- Coordinates: 8°37′01″S 42°55′30″W﻿ / ﻿8.617°S 42.925°W
- Area: 412,000 hectares (1,020,000 acres)
- Designation: Ecological corridor
- Created: 11 March 2005
- Administrator: Brazilian Institute of Environment and Renewable Natural Resources (IBAMA)

= Capivara-Confusões Ecological Corridor =

Ecological corridor in Piauí, Brazil

The Capivara-Confusões Ecological Corridor (Corredor Ecológico Capivara-Confusões) is an ecological corridor in the caatinga biome of the state of Piauí in northeast Brazil.

==Location==

The Capivara-Confusões Ecological Corridor links the 100000 ha Serra da Capivara National Park to the 500000 ha Serra das Confusões National Park 50 km to the west, both in the state of Piauí.
It has an area of 412,000 ha.
It includes the municipalities of São Raimundo Nonato, Canto do Buriti, Tamboril do Piauí, Brejo do Piauí, São Braz do Piauí, Anísio de Abreu, Jurema, Caracol and Guaribas.
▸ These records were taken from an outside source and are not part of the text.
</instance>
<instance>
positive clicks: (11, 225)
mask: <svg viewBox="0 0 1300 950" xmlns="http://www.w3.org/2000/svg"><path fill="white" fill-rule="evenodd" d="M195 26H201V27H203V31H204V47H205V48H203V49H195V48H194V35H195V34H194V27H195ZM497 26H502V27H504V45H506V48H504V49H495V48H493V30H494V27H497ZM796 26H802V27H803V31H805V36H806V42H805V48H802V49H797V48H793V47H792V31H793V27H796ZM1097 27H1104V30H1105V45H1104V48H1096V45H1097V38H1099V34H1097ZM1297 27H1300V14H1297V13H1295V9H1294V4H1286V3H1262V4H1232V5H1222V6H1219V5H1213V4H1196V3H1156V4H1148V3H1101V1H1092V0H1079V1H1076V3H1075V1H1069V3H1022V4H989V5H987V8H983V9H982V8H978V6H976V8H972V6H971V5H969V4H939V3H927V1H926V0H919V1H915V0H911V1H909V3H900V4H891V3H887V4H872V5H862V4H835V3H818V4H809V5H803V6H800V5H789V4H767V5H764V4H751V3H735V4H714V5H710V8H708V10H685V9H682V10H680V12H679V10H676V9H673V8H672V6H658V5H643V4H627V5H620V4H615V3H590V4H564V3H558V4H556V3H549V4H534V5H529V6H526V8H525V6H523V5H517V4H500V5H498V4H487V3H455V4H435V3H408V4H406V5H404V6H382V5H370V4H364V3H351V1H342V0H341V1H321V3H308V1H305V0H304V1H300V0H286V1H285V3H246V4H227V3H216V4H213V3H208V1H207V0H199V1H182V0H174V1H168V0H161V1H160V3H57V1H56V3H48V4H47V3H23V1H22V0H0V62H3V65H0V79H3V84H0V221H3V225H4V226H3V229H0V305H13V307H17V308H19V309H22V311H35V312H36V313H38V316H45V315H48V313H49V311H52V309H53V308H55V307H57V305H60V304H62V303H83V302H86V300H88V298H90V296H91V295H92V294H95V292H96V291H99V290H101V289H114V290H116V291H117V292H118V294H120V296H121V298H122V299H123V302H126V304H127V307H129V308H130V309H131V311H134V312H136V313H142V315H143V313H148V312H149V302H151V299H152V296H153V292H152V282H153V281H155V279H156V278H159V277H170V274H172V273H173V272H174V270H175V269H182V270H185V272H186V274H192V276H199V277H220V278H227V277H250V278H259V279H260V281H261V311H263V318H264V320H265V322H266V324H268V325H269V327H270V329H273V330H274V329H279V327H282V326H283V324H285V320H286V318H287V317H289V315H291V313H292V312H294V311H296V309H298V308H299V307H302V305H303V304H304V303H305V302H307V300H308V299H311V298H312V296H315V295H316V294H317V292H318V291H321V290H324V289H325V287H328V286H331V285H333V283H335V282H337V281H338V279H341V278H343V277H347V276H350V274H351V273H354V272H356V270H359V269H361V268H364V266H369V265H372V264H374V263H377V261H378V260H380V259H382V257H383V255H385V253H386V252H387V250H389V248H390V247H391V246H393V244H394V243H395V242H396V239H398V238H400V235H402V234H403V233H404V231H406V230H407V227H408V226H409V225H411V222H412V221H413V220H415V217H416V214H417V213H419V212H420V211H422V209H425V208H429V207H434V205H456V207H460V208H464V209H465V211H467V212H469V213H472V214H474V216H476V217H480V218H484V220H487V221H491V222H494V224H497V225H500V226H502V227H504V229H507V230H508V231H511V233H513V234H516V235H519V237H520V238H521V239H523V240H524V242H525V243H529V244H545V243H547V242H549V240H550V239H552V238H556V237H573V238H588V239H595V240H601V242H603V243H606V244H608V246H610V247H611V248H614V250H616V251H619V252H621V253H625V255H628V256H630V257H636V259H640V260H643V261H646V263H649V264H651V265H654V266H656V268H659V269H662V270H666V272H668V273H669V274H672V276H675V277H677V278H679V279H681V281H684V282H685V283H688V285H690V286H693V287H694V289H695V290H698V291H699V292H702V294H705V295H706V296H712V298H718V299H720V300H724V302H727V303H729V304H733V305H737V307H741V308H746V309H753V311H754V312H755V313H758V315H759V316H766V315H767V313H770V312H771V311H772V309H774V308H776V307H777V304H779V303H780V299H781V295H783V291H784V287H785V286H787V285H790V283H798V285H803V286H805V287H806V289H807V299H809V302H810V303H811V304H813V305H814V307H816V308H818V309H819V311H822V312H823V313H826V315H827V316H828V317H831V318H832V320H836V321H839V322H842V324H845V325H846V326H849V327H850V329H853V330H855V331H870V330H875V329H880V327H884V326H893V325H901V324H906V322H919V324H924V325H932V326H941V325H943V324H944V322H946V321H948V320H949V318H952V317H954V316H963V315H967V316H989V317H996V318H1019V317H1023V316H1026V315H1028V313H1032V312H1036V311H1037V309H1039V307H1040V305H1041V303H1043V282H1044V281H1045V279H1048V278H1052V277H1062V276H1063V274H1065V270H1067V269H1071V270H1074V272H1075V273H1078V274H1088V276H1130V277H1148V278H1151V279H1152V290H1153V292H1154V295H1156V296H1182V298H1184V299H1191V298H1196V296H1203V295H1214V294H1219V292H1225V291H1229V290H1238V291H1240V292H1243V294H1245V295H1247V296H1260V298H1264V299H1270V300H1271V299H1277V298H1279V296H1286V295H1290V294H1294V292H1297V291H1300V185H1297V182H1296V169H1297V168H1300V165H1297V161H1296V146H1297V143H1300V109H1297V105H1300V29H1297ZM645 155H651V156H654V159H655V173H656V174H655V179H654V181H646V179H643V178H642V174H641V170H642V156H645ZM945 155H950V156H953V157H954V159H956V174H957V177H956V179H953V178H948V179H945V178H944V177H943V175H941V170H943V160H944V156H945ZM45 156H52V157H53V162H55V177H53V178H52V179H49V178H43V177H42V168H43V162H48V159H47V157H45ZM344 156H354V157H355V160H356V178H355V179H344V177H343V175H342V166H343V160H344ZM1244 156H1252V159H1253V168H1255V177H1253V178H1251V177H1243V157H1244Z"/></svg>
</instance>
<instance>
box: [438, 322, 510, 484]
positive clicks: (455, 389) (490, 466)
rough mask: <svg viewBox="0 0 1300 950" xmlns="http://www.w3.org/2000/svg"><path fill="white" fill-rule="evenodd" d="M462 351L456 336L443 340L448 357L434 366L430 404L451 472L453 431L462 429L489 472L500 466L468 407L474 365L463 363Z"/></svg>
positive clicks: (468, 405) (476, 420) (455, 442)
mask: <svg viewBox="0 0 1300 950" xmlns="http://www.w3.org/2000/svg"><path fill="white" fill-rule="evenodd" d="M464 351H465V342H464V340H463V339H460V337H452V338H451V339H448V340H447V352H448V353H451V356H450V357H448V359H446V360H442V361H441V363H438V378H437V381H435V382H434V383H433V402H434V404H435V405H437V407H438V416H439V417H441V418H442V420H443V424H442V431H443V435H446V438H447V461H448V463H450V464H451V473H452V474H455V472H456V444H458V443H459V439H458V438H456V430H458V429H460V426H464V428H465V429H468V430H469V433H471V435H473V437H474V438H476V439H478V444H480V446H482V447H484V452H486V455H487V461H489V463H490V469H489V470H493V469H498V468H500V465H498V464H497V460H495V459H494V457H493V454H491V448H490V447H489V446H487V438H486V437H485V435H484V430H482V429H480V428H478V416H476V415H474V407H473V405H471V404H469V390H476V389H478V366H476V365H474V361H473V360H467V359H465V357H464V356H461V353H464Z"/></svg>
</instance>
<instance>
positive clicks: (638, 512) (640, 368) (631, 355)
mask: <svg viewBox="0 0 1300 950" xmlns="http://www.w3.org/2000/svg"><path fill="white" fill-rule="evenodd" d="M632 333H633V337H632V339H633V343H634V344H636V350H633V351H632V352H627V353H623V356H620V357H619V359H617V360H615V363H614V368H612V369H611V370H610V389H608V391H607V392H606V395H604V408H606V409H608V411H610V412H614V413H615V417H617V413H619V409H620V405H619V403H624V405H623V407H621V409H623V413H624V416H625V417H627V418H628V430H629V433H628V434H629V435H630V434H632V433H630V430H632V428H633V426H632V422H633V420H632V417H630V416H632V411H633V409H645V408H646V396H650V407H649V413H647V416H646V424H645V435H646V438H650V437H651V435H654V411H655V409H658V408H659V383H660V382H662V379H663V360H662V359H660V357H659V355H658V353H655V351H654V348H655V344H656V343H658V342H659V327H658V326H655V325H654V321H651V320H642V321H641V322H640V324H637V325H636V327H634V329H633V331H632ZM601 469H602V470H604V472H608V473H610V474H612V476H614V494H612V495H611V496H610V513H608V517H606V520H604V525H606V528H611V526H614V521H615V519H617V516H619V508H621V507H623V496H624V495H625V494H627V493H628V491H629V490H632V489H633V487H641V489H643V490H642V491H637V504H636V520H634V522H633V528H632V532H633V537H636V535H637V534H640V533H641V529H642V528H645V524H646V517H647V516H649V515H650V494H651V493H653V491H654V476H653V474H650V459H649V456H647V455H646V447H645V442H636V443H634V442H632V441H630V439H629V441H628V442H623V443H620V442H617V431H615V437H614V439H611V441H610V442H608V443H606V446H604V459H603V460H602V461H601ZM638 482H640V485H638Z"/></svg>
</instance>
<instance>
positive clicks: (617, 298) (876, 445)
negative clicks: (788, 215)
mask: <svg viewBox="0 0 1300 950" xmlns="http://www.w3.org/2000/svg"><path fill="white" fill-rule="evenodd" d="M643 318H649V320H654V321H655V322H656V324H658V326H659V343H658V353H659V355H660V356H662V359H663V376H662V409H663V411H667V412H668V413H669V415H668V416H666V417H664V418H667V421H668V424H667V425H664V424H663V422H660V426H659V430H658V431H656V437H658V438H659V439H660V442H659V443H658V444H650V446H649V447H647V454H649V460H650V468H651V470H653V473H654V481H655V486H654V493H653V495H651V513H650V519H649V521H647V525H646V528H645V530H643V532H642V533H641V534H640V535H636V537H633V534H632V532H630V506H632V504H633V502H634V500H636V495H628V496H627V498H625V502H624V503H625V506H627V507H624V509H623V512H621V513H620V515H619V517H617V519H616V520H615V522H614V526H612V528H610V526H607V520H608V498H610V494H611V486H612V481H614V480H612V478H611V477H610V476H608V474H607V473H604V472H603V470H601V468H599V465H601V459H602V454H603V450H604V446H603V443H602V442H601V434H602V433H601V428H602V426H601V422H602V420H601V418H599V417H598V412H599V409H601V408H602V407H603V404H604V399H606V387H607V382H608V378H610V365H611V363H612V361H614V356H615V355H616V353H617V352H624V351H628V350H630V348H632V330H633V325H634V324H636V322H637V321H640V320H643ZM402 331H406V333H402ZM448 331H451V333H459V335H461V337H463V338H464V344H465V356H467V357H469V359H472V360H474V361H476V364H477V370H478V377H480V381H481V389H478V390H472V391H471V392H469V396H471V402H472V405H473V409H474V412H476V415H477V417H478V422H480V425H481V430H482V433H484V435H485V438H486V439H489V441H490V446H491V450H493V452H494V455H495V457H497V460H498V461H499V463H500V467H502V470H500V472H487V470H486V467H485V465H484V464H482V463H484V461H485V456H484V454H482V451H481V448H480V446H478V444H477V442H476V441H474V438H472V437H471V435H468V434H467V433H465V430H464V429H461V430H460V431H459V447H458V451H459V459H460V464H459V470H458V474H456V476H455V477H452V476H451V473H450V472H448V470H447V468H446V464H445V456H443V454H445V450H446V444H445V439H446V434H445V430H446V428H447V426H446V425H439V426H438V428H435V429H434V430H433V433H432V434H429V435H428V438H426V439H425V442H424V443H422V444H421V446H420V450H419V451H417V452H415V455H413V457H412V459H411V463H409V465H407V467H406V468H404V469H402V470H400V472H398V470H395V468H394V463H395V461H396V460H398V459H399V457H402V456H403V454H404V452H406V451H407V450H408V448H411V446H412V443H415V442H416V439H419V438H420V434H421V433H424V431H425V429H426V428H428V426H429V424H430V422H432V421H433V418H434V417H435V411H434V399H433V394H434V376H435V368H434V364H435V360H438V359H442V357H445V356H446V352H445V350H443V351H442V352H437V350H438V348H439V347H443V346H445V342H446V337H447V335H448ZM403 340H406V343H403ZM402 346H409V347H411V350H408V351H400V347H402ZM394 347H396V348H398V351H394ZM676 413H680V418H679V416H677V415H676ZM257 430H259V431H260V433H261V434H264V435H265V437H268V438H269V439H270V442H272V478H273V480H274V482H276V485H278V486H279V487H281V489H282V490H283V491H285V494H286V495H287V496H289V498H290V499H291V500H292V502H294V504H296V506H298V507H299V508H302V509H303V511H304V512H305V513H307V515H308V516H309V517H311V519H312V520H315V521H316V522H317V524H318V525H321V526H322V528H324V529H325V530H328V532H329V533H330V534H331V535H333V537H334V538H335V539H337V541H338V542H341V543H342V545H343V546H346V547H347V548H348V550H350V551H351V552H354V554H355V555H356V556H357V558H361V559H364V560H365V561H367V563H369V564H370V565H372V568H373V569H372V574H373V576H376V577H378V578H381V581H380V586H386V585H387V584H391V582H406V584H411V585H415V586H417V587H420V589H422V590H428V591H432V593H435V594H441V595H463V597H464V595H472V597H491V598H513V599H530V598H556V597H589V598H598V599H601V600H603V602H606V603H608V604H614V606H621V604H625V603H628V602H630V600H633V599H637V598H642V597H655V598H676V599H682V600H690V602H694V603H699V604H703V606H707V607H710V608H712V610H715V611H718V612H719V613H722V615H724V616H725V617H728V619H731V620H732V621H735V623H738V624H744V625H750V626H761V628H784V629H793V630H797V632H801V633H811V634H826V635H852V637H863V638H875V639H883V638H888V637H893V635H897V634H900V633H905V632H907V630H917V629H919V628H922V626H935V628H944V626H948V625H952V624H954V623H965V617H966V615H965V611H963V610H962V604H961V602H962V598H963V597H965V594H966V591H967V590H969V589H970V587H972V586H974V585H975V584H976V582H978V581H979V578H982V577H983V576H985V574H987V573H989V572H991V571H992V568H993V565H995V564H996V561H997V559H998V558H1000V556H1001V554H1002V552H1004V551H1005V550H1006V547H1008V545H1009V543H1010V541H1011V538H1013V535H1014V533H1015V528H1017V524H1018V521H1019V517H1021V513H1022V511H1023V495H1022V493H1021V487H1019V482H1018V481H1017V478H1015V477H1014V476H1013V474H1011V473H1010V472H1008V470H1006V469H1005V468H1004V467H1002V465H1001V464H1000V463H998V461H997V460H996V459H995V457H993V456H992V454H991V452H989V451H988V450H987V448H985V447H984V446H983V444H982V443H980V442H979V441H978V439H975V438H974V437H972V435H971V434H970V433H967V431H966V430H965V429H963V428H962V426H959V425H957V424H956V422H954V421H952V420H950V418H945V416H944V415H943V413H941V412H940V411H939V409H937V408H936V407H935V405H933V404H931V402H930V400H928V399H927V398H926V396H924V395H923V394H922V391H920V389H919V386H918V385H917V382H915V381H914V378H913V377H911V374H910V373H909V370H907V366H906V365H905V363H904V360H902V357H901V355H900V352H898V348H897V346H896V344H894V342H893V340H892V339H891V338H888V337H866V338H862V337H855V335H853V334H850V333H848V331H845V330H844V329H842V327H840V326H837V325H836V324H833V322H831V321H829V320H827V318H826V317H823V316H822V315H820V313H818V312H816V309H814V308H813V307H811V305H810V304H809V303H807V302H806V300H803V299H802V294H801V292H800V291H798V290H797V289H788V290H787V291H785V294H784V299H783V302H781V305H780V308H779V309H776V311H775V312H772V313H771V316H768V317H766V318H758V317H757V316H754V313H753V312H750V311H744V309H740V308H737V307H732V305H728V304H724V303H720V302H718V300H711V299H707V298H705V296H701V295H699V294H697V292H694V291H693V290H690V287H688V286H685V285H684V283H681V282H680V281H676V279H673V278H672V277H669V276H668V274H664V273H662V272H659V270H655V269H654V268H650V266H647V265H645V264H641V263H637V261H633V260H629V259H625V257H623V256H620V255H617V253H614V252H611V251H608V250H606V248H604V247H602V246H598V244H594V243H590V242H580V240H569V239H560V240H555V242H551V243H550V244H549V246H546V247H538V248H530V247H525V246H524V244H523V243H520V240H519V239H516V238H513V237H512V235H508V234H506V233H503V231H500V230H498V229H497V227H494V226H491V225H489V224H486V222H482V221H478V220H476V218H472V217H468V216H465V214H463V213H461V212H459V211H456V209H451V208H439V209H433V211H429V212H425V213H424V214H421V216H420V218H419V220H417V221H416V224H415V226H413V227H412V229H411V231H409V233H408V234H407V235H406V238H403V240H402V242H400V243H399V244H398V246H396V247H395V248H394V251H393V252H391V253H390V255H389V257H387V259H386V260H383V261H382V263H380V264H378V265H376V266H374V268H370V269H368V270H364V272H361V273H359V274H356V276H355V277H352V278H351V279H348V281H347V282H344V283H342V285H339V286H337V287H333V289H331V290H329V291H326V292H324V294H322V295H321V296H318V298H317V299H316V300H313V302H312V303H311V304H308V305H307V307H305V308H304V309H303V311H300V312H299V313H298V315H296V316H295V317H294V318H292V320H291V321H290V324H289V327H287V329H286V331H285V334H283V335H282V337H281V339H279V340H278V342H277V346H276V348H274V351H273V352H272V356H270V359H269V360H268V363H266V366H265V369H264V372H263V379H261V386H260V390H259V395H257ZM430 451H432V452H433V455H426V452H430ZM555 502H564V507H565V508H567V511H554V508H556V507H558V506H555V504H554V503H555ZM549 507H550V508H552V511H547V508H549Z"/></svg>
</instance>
The corridor is managed by the Brazilian Institute of Environment and Renewable Natural Resources (IBAMA) in partnership with representatives of federal, state and municipal governments, Museum of American Man Foundation (Fumdham), Federation of Agricultural Workers of Bahia (FETAG), Federal University of Piauí, non-governmental organizations, agrarian reform settlers and others.
The National Institute for Colonization and Agrarian Reform (INCRA) has said they will maintain a legal reserve of 30% of each settlement in the corridor, and will allocate most settlements for preservation according to the sustainable management plan.

==History==

Marina Silva, Minister of the Environment, signed the decree creating the corridor on 11 March 2005.
The purpose is to restore and preserve the natural environment, facilitating the spread of plants and animals, while encouraging socio-economic development.
An initial investment of R$300,000 included funding from the United Nations Environment Fund and the Ministry of the Environment's National Forest Program.
This was to be applied to environmental studies and technical assistance to the settlements in the corridor, and to development of a sustainable management plan that encourages activities other than logging so as to avoid deforestation.
It was the first officially recognized ecological corridor, the second being the Caatinga Ecological Corridor, created in April 2006.

In 2012 inspectors from the Chico Mendes Institute for Biodiversity Conservation (ICMBio), an analyst from the Ipanema National Forest in São Paulo and military police officers conducted Operation Transitum in the corridor.
They seized illegally hunted animals, weapons and traps. They also found evidence of illegal lumber operations and farming.